Hanging 'now the most common form of suicide'
Tuesday, 1 May 2001
Hanging has replaced poisoning with car exhaust fumes as the most common form of suicide among young men.
Hanging has replaced poisoning with car exhaust fumes as the most common form of suicide among young men.
Cleaner cars which are fitted with catalytic converters to reduce carbon monoxide emissions have made self-poisoning more difficult, a study published in The British Journal of Psychiatry says today. Instead there has been a "substantial increase" in suicide by hanging, strangulation and suffocation among youths, Dr Mike McClure, a psychiatrist from Imperial College School of Medicine in London, reports.
He analysed the methods of death chosen by suicidal teenagers in an attempt to explain why suicide rates among young men continue to rise, despite recent decreases in other age groups and a far lower likelihood in teenage girls. The suicide rate among males aged 15 to 19 increased by 72 per cent between 1970 and 1990 and remained at an "alarmingly high" level during the 1990s, Dr McClure says. The most recent figures, for 1998, show there were 146 suicides in this age group.

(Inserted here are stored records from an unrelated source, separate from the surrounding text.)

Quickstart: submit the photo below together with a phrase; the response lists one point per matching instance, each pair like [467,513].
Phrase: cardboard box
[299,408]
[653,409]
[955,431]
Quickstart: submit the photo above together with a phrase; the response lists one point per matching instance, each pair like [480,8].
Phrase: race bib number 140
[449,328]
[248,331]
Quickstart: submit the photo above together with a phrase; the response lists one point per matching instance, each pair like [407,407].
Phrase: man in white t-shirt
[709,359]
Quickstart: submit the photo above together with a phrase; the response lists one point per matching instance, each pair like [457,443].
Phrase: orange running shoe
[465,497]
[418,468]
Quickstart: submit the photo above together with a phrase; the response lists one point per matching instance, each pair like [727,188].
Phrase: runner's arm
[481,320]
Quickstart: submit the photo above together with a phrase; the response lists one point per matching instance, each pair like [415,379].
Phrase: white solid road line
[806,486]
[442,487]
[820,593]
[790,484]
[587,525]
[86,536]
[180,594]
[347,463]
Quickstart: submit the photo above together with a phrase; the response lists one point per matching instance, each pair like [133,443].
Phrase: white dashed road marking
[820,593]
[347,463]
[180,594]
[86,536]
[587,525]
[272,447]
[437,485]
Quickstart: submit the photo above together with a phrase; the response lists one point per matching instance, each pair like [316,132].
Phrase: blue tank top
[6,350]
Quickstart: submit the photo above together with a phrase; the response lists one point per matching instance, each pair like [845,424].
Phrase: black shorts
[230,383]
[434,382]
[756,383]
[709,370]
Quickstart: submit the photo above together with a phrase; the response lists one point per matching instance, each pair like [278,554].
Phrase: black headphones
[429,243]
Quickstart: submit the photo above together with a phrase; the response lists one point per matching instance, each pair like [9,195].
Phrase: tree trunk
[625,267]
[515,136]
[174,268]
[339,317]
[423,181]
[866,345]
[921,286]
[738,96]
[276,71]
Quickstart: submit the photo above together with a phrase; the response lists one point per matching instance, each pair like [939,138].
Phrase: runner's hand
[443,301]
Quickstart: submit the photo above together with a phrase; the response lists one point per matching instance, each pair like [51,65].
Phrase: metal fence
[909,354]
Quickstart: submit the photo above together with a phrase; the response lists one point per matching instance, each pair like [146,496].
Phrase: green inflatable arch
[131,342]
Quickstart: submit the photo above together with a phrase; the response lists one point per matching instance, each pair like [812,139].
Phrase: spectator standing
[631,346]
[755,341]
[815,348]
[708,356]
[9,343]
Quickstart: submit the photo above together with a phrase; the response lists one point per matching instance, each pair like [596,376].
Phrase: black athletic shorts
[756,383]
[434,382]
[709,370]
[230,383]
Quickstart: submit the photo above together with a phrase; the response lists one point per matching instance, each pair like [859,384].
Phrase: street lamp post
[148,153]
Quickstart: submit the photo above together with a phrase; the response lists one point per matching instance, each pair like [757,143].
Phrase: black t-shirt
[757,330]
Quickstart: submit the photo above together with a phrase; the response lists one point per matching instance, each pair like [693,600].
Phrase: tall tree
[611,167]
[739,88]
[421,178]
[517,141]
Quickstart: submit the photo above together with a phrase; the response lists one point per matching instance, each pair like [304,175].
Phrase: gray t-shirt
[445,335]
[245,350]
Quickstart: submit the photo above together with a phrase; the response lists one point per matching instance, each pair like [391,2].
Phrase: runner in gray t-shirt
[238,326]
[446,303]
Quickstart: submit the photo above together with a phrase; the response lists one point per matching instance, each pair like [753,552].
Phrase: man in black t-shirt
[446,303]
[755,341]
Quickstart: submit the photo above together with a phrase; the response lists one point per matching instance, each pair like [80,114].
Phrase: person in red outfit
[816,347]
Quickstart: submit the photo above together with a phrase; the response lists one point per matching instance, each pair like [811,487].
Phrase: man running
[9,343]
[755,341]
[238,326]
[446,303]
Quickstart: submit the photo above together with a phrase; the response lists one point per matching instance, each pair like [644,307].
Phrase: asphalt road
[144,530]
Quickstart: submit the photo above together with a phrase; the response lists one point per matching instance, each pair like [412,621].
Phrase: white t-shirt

In the 1970s, overdosing on tablets or drugs was the most common form of suicide. During the 1980s and early 1990s, a high proportion of suicidal youths chose to "gas" themselves in cars a method that usually resulted in loss of consciousness in a few minutes and death within half an hour.
But the introduction of catalytic converters, which cut carbon dioxide emissions by 90 per cent, made this much more difficult. In one of many failed attempts, a man survived inhaling fumes for five hours.
One consequence of cleaner emissions was a temporary decrease in the male suicide rate in the mid-1990s. This echoed the impact of natural North Sea gas in the 1960s, when it replaced town gas and drastically reduced the ability of people to kill themselves by leaving on the gas in the kitchen.
But hanging and strangulation soon became a substitute. That method now accounts for 63 per cent of suicides among young men. "These three phases can be described as epidemics of suicide, first by overdosing, then by poisoning with vehicle exhaust gas and currently by hanging the latter two principally affecting older male adolescents," Dr McClure says.
The reasons young men are more prone than young women to take their own lives are still not clear. Although rates of depression and mental disorders have increased, they do not account fully for the upsurge, Dr McClure says.
There is a strong link with alcohol and drug abuse, with research showing that the increased suicide rate among young men up to the 1990s coincided with much greater drinking and drug use among young people. Other factors include social exclusion, with higher suicide rates among unemployed youths and older teenage boys from disrupted family backgrounds.
Dr McClure suggests that although "psychosocial stress" affects both sexes, women may have higher self-esteem, better coping strategies and the ability to communicate with friends, while young men may feel unable to live up to expectations or cope with modern life.
Dr McClure believes the increased risk among youths up to the mid-1990s is in part explained by easy access to carbon monoxide poisoning.
But he adds: "The fact that suicide in males has remained high, due to an increase in hanging, indicates that the increase was not entirely due to availability of a new method, but was probably also related to increased psychological stress."